Efficacy and safety of selective internal radiation therapy with yttrium-90 for the treatment of unresectable hepatocellular carcinoma.

机构信息

Department of Hepato-Gastroenterology, 108 Military Central Hospital, 1 Tran Hung Dao Street, Hai Ba Trung District, Hanoi, Vietnam.

Department of Nuclear Medicine, 108 Military Central Hospital, Hanoi, Vietnam.

出版信息

BMC Gastroenterol. 2021 May 12;21(1):216. doi: 10.1186/s12876-021-01805-6.

Abstract

BACKGROUND

This retrospective analysis was undertaken to evaluate the efficiency of SIRT with Y-90 microspheres and determined prognostic factors affecting patients with unresectable HCC.

METHODS

A total of 97 patients diagnosed with unresectable HCC who underwent SIRT with Y-90 microspheres. Patient survival was assessed using the Kaplan-Meier method, and prognostic factors affecting survival were assessed using log-rank tests and Cox proportional hazards regression.

RESULTS

Among the 97 patients (90 males, mean age 60.4 ± 12.3 years) who underwent SIRT, the median clinical follow-up was 16.4 (1.8-62) months. The median overall survival (OS) was 23.9 ± 2.4 months.

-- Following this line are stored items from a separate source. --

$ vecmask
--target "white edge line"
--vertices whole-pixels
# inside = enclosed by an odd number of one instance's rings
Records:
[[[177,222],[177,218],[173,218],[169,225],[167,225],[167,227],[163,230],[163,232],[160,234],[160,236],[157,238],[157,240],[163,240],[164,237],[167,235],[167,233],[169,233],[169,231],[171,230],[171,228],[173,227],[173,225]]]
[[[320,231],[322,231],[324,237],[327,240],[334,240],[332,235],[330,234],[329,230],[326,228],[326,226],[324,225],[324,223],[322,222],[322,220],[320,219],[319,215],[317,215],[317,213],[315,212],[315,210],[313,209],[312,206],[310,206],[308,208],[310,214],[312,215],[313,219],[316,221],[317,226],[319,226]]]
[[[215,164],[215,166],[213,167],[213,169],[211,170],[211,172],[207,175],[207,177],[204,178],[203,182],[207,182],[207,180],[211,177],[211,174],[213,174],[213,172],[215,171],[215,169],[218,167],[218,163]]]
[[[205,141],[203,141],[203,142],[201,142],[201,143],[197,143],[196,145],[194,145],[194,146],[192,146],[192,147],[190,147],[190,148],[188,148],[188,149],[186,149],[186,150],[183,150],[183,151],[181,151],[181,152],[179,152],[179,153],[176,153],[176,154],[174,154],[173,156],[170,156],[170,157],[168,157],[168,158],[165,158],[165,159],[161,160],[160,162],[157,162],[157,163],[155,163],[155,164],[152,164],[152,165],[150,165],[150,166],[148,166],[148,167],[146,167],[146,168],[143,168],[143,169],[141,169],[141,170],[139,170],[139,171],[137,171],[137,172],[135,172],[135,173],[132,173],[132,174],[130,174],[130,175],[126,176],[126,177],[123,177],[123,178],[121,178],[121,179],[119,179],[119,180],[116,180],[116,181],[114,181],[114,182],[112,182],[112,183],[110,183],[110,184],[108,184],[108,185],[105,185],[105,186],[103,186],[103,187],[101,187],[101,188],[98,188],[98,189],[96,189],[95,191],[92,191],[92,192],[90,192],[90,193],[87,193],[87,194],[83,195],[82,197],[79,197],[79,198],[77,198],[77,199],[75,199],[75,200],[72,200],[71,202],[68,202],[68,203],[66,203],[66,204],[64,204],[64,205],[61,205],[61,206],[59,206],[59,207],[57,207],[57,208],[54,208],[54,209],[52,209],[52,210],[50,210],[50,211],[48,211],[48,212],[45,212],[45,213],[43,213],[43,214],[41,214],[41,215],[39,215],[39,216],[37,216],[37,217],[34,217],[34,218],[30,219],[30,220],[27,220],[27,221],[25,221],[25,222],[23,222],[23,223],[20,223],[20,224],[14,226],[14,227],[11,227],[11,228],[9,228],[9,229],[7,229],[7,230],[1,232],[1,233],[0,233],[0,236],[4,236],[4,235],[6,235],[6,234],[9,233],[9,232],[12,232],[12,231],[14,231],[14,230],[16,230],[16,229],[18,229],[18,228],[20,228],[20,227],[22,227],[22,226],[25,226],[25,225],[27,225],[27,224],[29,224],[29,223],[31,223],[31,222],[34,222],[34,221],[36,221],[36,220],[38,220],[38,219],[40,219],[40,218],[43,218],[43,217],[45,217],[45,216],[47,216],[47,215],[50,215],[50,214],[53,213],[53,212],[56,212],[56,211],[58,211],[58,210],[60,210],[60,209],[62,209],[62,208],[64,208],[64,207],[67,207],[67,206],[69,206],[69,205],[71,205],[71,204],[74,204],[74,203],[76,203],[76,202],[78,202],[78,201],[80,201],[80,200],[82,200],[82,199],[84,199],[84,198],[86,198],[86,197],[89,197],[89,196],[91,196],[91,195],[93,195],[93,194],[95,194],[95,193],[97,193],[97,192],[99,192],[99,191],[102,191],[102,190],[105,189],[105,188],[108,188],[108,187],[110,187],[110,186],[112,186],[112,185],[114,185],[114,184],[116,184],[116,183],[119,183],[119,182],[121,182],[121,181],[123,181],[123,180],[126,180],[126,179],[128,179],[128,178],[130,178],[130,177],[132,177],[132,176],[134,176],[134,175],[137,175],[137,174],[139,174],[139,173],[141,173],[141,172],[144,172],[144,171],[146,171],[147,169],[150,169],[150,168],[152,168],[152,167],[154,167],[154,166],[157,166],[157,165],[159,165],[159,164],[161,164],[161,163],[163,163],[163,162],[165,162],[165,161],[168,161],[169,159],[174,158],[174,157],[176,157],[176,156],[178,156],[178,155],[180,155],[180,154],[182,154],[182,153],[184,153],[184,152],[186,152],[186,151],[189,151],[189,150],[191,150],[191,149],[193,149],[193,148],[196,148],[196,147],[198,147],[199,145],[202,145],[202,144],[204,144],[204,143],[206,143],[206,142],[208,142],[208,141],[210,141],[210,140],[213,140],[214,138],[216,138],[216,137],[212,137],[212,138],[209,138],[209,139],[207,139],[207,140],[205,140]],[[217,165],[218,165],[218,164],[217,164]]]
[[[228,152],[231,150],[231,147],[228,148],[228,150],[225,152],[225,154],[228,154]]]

Tumor response according to the Modified RECIST in patients followed up beyond 6 months included a complete response (CR) to treatment in 12 patients (18.8%), partial response (PR) in 23 (35.8%), stable disease (SD) in 8 (12.5%), and progressive disease (PD) in 21 (32.8%). Factors associated with longer OS included age > 65 years, BCLC stage B, tumor size < 5 cm, tumor burden < 25%, and tumor response (CR/PR). In multivariate analysis, unilobar disease and objective tumor response (CR/PR) were predictors of longer OS.

CONCLUSION

SIRT was an effective treatment for unresectable HCC. Unilobar disease before SIRT and tumor response (CR/PR) were positive prognostic factors.

摘要

背景

本回顾性分析旨在评估 SIRT 联合 Y-90 微球治疗不可切除 HCC 的疗效,并确定影响患者生存的预后因素。

方法

共纳入 97 例接受 SIRT 联合 Y-90 微球治疗的不可切除 HCC 患者。采用 Kaplan-Meier 法评估患者生存情况,采用对数秩检验和 Cox 比例风险回归分析影响生存的预后因素。

结果

97 例(90 例男性,平均年龄 60.4±12.3 岁)患者接受 SIRT 治疗后,中位临床随访时间为 16.4(1.8-62)个月。中位总生存(OS)时间为 23.9±2.4 个月。6 个月后根据改良 RECIST 评估的肿瘤反应包括 12 例(18.8%)完全缓解(CR)、23 例(35.8%)部分缓解(PR)、8 例(12.5%)稳定疾病(SD)和 21 例(32.8%)疾病进展(PD)。与 OS 延长相关的因素包括年龄>65 岁、BCLC 分期 B、肿瘤直径<5cm、肿瘤负荷<25%和肿瘤反应(CR/PR)。多因素分析显示,单叶病变和客观肿瘤反应(CR/PR)是 OS 延长的预测因素。

结论

SIRT 是治疗不可切除 HCC 的有效方法。SIRT 前单叶病变和肿瘤反应(CR/PR)是阳性预后因素。